You're right, I can't find any primary sources for this number. Yahoo[1] reports this number and attributes it to Bloomberg NEF but I can't find an actual article from Bloomberg with this number, or any actual target number in it.
That's plain wrong, they have not announced that price target anywhere. There is speculation that it could be there target internally for the long term, but there is basically zero chance they'll start at that price and no guarantees they'll ever reach it.
You're right, I can't find any primary sources for this number. Yahoo[1] reports this number and attributes it to Bloomberg NEF but I can't find an actual article from Bloomberg with this number, or any actual target number in it.
dumping doesn't depend on profit or loss. Also the legal definition of dumping is less-than-the-"normal value." (see Article VI ANTI-DUMPING AND COUNTERVAILING DUTIES of GATT 1994).
But then China is a non-market-economy, so none of these rules apply in a hypothetical anti-dumping case -- ie, China's local price, or "normal value" doesn't matter.
A normal value for a highly competitive commodity part like a battery is about 3% above cost. CATL charges over 20% above cost. So you might have an argument that CATL has monopoly pricing power and is gouging its customers.
IOW that they're illegally charging too much, not that they are illegally charging too little.
As explained, the price level or the cost of manufacture in China, the exporting country, is completely irrelevant as their local price/cost of manufacturer is artificially propped up by illegal state subsidies or other anti-market tactics to cripple foreign competition past 15 years. Again, China is a non-market-economy.
In those cases, trade regulators can use "undistorted" prices without gov't interference or use a market price in a similarly situated 3rd country as benchmark.
Republic of Armenia,
Republic of Azerbaijan
Republic of Belarus
Georgia
Kyrgyz Republic
Republic of Moldova
Russian Federation
Republic of Tajikistan
Turkmenistan
Republic of Uzbekistan
Socialist Republic of Vietnam
The term NME is a specific legal designation for anti-dumping cases.

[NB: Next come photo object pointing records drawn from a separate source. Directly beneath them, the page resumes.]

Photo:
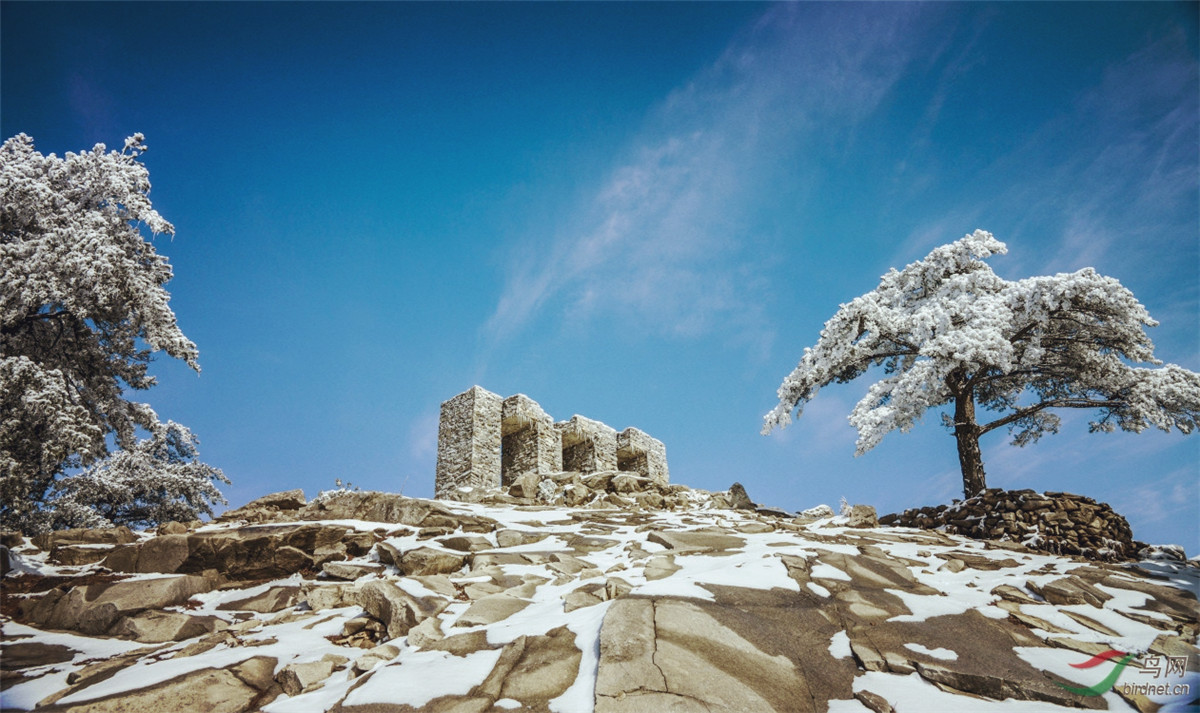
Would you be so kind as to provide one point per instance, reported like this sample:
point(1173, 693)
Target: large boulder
point(94, 609)
point(399, 610)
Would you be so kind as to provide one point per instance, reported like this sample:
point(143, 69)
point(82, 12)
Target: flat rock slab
point(27, 654)
point(748, 651)
point(199, 691)
point(696, 543)
point(491, 609)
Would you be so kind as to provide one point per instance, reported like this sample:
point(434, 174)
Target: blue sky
point(640, 213)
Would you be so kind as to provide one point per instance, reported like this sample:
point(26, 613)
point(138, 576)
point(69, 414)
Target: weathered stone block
point(588, 445)
point(529, 441)
point(469, 442)
point(636, 450)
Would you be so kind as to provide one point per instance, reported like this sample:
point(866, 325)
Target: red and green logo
point(1103, 687)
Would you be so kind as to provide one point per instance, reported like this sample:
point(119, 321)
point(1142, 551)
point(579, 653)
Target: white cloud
point(666, 241)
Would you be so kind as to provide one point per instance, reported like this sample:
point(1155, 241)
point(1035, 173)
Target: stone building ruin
point(487, 442)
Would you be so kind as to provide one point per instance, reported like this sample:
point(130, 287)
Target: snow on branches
point(947, 330)
point(156, 480)
point(83, 307)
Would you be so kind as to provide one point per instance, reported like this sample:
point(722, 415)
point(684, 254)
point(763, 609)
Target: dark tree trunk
point(966, 433)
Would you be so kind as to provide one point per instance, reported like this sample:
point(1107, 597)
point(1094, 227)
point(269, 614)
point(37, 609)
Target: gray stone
point(163, 553)
point(349, 570)
point(208, 690)
point(271, 600)
point(1071, 589)
point(156, 627)
point(399, 610)
point(696, 543)
point(379, 654)
point(466, 543)
point(94, 609)
point(109, 535)
point(546, 666)
point(77, 555)
point(27, 654)
point(529, 441)
point(738, 498)
point(640, 453)
point(862, 516)
point(297, 678)
point(588, 445)
point(469, 442)
point(491, 609)
point(427, 561)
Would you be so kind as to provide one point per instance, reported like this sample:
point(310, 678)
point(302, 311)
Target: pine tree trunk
point(966, 433)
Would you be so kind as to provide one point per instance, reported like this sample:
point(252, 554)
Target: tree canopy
point(83, 309)
point(948, 331)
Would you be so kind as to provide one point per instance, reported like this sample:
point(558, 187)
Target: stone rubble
point(1056, 522)
point(359, 601)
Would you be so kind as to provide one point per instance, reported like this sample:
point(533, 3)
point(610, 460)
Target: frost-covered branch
point(969, 337)
point(83, 309)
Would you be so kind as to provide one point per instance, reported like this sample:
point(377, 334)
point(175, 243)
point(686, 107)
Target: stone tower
point(469, 442)
point(486, 442)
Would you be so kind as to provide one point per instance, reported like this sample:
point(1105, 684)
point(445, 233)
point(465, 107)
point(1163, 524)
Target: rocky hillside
point(363, 601)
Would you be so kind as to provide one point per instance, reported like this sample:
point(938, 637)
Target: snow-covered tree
point(156, 480)
point(82, 310)
point(948, 331)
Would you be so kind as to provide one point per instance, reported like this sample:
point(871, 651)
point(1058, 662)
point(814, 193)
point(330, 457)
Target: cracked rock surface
point(377, 603)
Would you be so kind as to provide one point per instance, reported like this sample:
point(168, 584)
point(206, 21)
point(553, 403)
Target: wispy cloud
point(665, 243)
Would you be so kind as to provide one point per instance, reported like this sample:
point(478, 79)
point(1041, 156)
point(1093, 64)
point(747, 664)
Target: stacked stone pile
point(1057, 522)
point(599, 490)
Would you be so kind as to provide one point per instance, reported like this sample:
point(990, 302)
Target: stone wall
point(486, 442)
point(639, 451)
point(588, 445)
point(1056, 522)
point(531, 443)
point(469, 442)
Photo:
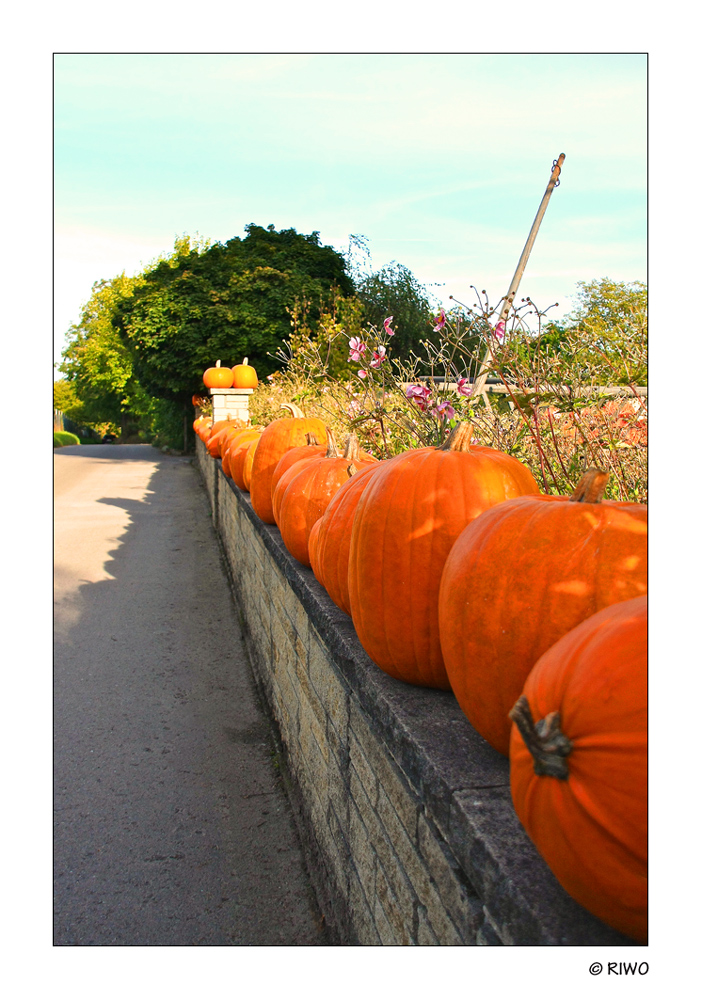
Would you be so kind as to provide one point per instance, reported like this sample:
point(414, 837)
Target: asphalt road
point(172, 824)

The list isn't static -- unlike China, Vietnam has made a lot of reforms and many speculate they will be removed before 2030.
No need to pretend that Chinese EV/battery companies can compete on their own without the gov't protection or "illegal" subsidies.
> people are just stuck in the 2000s and think that China can't beat the West technologically and therefore must be cheating.
We are talking since early 2010 and on. And it's pretty much what everyone says they are: China has been breaking every trade/IP laws/agreements -- forced IP transfer/IP theft, ban foreign competition, illegal state subsidies to overcapacity, etc to get to where they are in the EV battery market.
They have decent technology (which they stole a decent chunk) and cheat at the same time.. nothing to do with the west feeling insecurity. In fact, the west could benefit from some mobilizing around insecurity
That's not even true for normal bicycles. Serious cyclists can spend massive amounts of cash on their rides.
Aside from that, if you're using this as a vehicle you want more than just the cheapest thing out there. Reliability and serviceability are important when not having the bike means you can't get to work or your kid's school.
> Reliability and serviceability are important when not having the bike means you can't get to work or your kid's school.
True, but this bike is completely non-standard so sort of blows that. There isn't even a direct connection between the pedals and the wheels. If the electrical bits stop responding you don't even have a bike, you have a really awkward velocipede. Every other e-bike that I have ridden or seen is still a bike when there is no power.
By massive amounts, of course you meant "dramatically less than any car", right?
Most serious bicyclists I know, some with wonderful bikes, still spent less on their bikes than the typical American spends getting the air conditioned seats option in their F-150.